Journalist Paranjoy Guha Thakurta, while releasing his book, "The State of Finance in India Report – 2021 -2022", said, "India cannot be divorced from what is happening in the world, and we are seeing certain signs of the impact of the recession on the country already."
"The handling of the pandemic like demonetisation, is a manifestation of the worst kind of move the government could think of. And what is compounding the situation are the incessant lies", he said.
Speakers called the report the first of its kind, extending the domain of finance and economics beyond the confines of ivory tower experts and inviting writings from a diverse range of academics, policymakers, activists, social practitioners, and economists who are dealing with the issues on the ground.
Focusing on the food crisis, Shalmali Guttal from the Focus on the Global South pointed out that market concentration, financialisation of natural resources, shirking of local food systems, linking food systems to global value chains, and speculative markets have all contributed to the current crisis that has resulted in nearly 811 million people being hungry in Asia.
Prof CP Chandrashekar of the Jawaharlal University (JNU) said, "We are witnessing unprecedented stagflation with two sides of the puzzle where addressing one would exacerbate the other. What countries are doing is increasing interest rates, which is only going to give rise to a political crisis in the coming days".

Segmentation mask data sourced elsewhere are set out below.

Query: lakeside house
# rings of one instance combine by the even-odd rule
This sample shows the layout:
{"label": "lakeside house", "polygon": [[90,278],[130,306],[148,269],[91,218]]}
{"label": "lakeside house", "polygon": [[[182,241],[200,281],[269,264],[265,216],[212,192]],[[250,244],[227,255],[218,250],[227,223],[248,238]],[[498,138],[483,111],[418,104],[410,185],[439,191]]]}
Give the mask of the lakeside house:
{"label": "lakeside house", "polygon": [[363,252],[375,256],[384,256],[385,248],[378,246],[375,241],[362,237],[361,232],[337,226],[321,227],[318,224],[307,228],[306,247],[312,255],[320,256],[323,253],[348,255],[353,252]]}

"We will not be able to move forward unless we accept that this recession is unlike any other, and unless we understand the growth and dominance of finance capital over the real economy, warned", he warned.
The second day of the conference, which focused on the role of the public sector and the changing character of regulatory institutions, rising wealth inequality, the impact on capital-labour relations, and financing cronies, saw Jawhar Sircar, Rajya Sabha member, Trinamool Congress, complain, “In my entire career as a public servant I haven’t witnessed the extraction of public wealth for private profit on the scale that we see today.”

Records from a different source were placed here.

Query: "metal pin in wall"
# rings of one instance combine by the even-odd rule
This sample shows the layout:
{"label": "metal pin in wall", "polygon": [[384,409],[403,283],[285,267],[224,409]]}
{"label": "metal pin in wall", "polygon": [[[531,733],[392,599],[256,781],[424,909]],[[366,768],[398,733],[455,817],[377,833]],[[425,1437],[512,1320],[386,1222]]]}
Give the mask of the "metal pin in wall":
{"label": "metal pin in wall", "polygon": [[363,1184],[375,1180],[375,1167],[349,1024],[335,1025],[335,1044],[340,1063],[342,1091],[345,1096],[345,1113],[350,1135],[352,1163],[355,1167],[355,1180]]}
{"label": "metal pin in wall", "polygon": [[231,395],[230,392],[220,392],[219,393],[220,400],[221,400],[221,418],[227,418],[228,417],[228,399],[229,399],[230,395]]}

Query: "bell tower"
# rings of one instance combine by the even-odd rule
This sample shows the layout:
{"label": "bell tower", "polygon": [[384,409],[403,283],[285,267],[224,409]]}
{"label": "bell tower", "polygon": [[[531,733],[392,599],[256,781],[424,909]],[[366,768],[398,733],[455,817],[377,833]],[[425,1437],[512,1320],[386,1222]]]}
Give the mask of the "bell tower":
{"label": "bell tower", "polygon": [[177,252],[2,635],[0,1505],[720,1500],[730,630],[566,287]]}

Veteran economist Prabhat Patnaik, while speaking in the session on the topic "Recession to Re-imagination", said, “It is impossible to imagine a way out of this crisis without going beyond neo-liberalism. State expenditure on social services like food, healthcare, employment, etc. has to be seen fundamentally as a right of the people and not the generosity of the state.”
Congress spokesperson Gourav Vallabh insisted, "If we have to fix the economy then the MSME sector needs to be reset completely for job creation". He added, "Spending on the social sector has come down from 9% to 5% after 2014. This has to increase." He suggested market cap based taxes for revenue generation.”

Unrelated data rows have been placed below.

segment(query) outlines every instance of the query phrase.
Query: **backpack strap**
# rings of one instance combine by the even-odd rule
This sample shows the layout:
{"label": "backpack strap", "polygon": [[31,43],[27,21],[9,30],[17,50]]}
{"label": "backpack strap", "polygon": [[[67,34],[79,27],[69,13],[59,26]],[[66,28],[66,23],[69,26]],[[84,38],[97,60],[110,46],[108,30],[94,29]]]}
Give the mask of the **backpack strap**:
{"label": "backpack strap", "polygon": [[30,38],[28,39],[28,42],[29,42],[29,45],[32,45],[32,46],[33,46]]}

Contrasting with the steps taken by the Latin American countries, economist Jayati Ghosh said, “While there are external constraints in addressing the crisis here, the greater constraint is a domestic one owing to the political choices of India.”
Accountability activist Anjali Bhardwaj said that in a democracy, any re-imagination must have people at the centre of all policy making. There is deliberate policy blindness in the regime, it is clearly working for capital. We need a framework of rights; information necessary for people’s empowerment, she added.
Senior economist Arun Kumar said, international finance capital has the power to keep us divided. The challenge is both internal and external. In order to make change possible, we need thriving socio-economic movements.
Speakers recognized the unprecedented wealth inequality, unemployment and lack of social spending as the major concerns facing the people and spoke of the significance of a wealth tax on the super-rich to be able to spend on the social sector.
The two days conference was attended by students, activists, members of civil society, economists and policymakers.